Texto de autoria de Nelson Rosenvald e João Victor Rozatti Longhi

"Social media is a virtual world that is
filled with half bots, half real people
"
(Rami Essaid, fundador da empresa de cibersegurança Distil Networks)

Influencers é uma palavra já incorporada ao nosso cotidiano. Antes restritos ao nicho das "celebridades", a cada momento a técnica de atrair a atenção das pessoas por meio das redes sociais altera a realidade em diversas profissões, trazendo a necessidade de se repensar o assunto em todo o mundo. Em tempos de pandemia, essa realidade se escancarou no cenário jurídico.

Como se sabe, hoje produzimos uma quantidade de informação muito superior à que podemos consumir. Por essa razão, se a informação é abundante, a escassez reside em nossa capacidade de armazená-la e processá-la. Nessa contenda entre a digitalização em massa das informações e a "inteligência analógica" do usuário, a atenção, portanto, é a commodity dos novos tempos. As plataformas digitais competem pelo melhor modelo de negócio capaz de prender cada vez mais o usuário ao passo que a "moeda de troca" são nossos dados pessoais, já que é possível revelar precisamente nossas preferências a partir da perfilhação. É a chamada de economia da atenção, conforme relata Tim Wu1.

Nesse caminho, aos poucos, muitas relações jurídicas vão paulatinamente se adequando a esse novo mundo. Se o que antes supostamente atestava a qualidade da opinião era a formação profissional ou a experiência em determinada área, paulatinamente vai se cambiando a notoriedade pela popularidade, através do critério numérico: "Quantos seguidores você tem?"

Alinhada a essa nova realidade está a prática, hoje disseminada, de compra de "seguidores robôs", que dão "fake likes", tecem comentários e aumentam o chamado "engajamento", o que conduz a uma posição de liderança de mercado frente à concorrência. Afinal, uma audiência de massa - ou a ilusão dela - não apenas atrai novos seguidores (que assumem ser aquela pessoa importante), podendo ser monetizada por meio de incremento na venda de livros, contratação de aparições ou palestras remuneradas (inclusive on line), sem contar que o valor imaterial da "atenção" convida a parcerias com players que anseiam em transferir para si uma pequena fração daquele universo de seguidores.

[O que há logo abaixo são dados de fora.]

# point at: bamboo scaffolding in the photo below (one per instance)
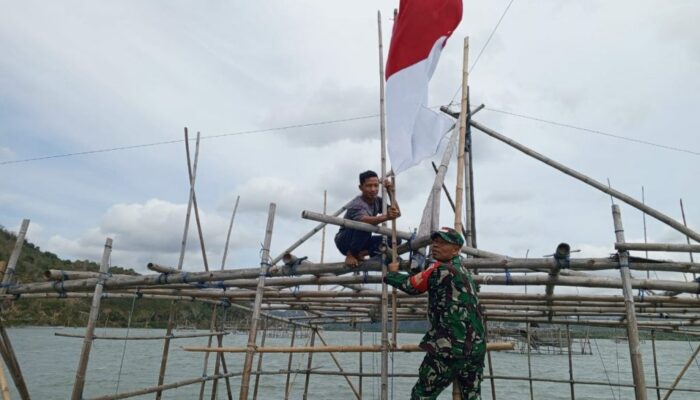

Em suma, o déficit ético daqueles que visam inflar os seus números nas redes sociais por via fraudulenta acaba incrementando riscos sistêmicos.

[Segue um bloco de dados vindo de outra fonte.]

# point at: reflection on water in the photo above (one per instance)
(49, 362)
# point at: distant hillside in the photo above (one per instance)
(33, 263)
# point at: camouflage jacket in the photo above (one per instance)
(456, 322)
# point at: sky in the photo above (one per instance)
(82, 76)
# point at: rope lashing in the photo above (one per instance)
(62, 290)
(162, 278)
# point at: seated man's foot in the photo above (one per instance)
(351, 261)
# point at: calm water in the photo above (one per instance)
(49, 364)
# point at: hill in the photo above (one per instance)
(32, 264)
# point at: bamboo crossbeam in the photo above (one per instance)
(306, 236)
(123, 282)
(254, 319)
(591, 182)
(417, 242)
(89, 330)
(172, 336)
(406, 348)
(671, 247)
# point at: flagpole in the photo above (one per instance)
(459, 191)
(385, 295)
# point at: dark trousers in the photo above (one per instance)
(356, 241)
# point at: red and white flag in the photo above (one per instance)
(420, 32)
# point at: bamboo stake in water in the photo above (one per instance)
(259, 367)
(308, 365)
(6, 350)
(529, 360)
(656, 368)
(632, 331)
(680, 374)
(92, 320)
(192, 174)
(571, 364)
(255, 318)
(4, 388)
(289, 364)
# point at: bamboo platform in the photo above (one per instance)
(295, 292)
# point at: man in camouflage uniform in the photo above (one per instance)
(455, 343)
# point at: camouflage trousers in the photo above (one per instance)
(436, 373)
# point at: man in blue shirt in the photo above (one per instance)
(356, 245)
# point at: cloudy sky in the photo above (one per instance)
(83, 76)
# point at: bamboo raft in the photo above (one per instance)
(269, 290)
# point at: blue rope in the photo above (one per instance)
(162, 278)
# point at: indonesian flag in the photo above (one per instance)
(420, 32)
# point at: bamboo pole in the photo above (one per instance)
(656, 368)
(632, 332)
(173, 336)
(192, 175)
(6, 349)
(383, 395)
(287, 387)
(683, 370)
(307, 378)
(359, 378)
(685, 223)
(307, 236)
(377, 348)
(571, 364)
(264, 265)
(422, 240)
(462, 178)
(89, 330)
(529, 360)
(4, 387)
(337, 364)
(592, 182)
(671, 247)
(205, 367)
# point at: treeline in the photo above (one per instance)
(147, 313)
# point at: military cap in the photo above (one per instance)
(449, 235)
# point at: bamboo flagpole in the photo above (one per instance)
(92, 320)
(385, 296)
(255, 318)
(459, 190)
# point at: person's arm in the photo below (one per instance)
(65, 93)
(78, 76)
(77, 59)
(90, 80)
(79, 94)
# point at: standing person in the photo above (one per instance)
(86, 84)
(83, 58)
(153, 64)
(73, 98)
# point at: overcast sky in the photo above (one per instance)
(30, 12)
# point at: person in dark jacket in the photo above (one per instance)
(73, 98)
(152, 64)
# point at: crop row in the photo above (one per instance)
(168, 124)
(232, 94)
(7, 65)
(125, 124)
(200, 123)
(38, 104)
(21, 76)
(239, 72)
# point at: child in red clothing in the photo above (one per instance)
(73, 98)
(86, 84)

Mas afinal, é licita a prática de quem "compra seguidores robôs", popularmente chamados de bots2?

Em primeiro lugar, deve-se destacar que os termos de uso dos sites apresentam regras contratuais claras no sentido de que não se permite adulterações de identidade com a finalidade de induzir em erro outros usuários3. Além disso, os chamados perfis fake nem sempre são criados ou mantidos por robôs, pois podem ter sido criados por um usuário real para fins humorísticos ou mesmo pelo nome social de pessoas trans.

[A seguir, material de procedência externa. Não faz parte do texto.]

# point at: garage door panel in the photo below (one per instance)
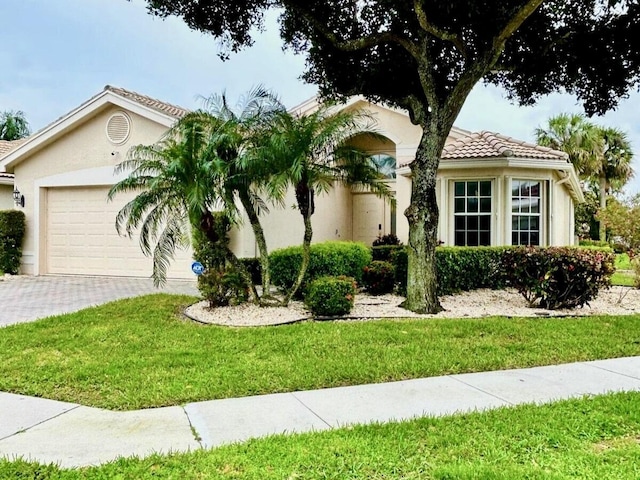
(81, 238)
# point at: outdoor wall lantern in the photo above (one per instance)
(18, 198)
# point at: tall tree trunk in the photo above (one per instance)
(261, 241)
(602, 230)
(206, 225)
(306, 205)
(422, 215)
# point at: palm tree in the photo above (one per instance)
(602, 156)
(309, 153)
(180, 183)
(614, 167)
(13, 126)
(246, 172)
(577, 137)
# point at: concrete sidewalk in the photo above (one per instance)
(73, 435)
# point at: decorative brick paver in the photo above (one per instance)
(26, 298)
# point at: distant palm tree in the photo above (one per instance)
(614, 168)
(601, 156)
(577, 137)
(13, 126)
(309, 153)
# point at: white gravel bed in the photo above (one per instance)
(478, 303)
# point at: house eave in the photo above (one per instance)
(76, 117)
(564, 168)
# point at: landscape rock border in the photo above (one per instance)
(474, 304)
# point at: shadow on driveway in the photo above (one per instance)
(27, 298)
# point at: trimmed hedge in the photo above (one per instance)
(458, 269)
(378, 277)
(12, 228)
(384, 252)
(558, 277)
(332, 258)
(331, 296)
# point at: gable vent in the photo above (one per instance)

Logo, seguidores robôs são essencialmente uma espécie de conta inautêntica criada com base na violação dolosa do contrato com as redes sociais com a finalidade de inflar artificialmente a quantidade de seguidores ou de interações entre o usuário e os bots, emulando seu engajamento.

Apesar de ilícita contratualmente, é uma prática tão difundida nas plataformas4 que parece ser tolerada já que "seguidores" e suas "interações" geram cada vez mais dados, elemento essencial do risco-proveito de seus modelos de negócio.

Em grande parte, os "bots" são relativamente fáceis de identificar. São marcados por contas com poucas imagens, nomes geralmente ininteligíveis, interações simples e, acima de tudo, na maioria das vezes zero ou quase nenhuma pessoa seguida pelo perfil e poucos "seguidores" (geralmente em maior número), denotando que são recentemente criadas com o propósito de realizar essas curtidas, postagens, enfim, "interações" fake.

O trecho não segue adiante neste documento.